- Lukeville Location within the state of Arizona Lukeville Lukeville (the United States)
- Coordinates: 31°52′57″N 112°48′57″W﻿ / ﻿31.88250°N 112.81583°W
- Country: United States
- State: Arizona
- County: Pima
- Elevation: 1,398 ft (426 m)
- Time zone: UTC-7 (Mountain (MST))
- • Summer (DST): UTC-7 (MST)
- ZIP code: 85341
- Area code: 520
- FIPS code: 04-42870
- GNIS feature ID: 7544

= Lukeville, Arizona =

Unincorporated town in the state of Arizona, United States

Lukeville is a small unincorporated town on the Mexico–United States border in southern Pima County, Arizona, United States. It was started by Charles Luke, brother of World War I aviator Frank Luke, an Arizona native who was awarded a posthumous Medal of Honor.

==Description==
The community lies at Lukeville Port of Entry border crossing into Sonoyta, Sonora, Mexico. It is the terminus of State Route 85 and is located entirely within Organ Pipe Cactus National Monument. There is a stop-over spot for buses that are bound for Phoenix and Tucson along with a post office and a duty-free shop.

Its population was approximately 35 at the 2000 census, 27 (77%) of whom were Hispanic or Latino.

A project to replace portions of the Mexico–United States barrier in this area began in 2019.
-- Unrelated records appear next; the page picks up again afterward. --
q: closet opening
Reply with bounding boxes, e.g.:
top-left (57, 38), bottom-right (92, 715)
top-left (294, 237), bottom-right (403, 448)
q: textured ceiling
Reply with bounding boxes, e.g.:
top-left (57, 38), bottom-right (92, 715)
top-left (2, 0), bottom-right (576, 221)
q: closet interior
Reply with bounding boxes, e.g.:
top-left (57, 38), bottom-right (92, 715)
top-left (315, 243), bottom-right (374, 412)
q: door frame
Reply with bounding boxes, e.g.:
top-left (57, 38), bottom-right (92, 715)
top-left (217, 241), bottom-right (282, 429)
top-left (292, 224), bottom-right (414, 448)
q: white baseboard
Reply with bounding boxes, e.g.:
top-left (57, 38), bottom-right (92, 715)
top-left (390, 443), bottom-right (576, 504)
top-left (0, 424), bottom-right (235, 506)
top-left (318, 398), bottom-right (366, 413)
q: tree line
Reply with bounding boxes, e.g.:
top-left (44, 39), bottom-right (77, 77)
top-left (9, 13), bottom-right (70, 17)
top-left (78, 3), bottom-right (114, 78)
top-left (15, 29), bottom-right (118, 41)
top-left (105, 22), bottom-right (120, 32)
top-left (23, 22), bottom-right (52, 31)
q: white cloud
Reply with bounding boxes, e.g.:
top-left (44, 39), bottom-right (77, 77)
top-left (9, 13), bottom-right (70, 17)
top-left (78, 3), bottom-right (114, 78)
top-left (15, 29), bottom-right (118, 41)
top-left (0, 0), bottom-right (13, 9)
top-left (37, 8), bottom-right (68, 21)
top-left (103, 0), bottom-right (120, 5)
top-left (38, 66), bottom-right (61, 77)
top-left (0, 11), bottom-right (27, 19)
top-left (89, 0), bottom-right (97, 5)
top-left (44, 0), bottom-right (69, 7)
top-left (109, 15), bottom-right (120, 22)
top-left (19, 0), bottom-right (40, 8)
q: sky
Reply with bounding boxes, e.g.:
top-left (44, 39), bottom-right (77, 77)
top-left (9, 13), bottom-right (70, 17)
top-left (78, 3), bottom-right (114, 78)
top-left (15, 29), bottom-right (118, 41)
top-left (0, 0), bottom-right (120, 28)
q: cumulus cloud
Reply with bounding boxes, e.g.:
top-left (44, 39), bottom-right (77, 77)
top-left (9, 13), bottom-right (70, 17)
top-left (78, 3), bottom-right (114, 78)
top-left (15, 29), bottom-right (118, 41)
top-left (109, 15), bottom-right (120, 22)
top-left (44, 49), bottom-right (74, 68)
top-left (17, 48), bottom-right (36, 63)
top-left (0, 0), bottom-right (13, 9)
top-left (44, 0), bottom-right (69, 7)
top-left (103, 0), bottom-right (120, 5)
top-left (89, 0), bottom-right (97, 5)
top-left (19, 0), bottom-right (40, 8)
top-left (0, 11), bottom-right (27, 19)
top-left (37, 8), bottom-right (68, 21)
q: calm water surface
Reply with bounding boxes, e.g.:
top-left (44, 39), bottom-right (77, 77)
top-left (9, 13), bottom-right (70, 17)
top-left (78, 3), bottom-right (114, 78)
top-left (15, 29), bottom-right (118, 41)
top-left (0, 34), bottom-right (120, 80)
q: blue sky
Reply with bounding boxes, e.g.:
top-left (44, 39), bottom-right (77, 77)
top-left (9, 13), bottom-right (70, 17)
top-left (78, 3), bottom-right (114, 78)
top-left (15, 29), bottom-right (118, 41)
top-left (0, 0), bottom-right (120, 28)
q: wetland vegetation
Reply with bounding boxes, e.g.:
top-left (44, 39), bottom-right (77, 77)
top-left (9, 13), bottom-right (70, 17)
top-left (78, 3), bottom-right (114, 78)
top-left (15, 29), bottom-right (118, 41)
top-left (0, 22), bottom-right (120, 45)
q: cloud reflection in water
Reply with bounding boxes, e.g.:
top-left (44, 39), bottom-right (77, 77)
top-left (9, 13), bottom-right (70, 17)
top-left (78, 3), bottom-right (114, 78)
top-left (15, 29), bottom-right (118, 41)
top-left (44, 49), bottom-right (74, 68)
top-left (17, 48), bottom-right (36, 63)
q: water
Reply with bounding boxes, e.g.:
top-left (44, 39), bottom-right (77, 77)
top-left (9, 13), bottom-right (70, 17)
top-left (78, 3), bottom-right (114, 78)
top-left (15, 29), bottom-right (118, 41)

Lukeville is not in a school district. The closest district is the Ajo Unified School District.

==Climate==
This area has a large amount of sunshine year-round due to its stable descending air and high pressure. According to the Köppen Climate Classification system, Lukeville has a hot desert climate, abbreviated "BWh" on climate maps.

==Education==
The Pima County School Superintendent arranges for education of K-12 students living in areas without school districts. It arranges for transportation to the Ajo Unified School District from the Lukeville area.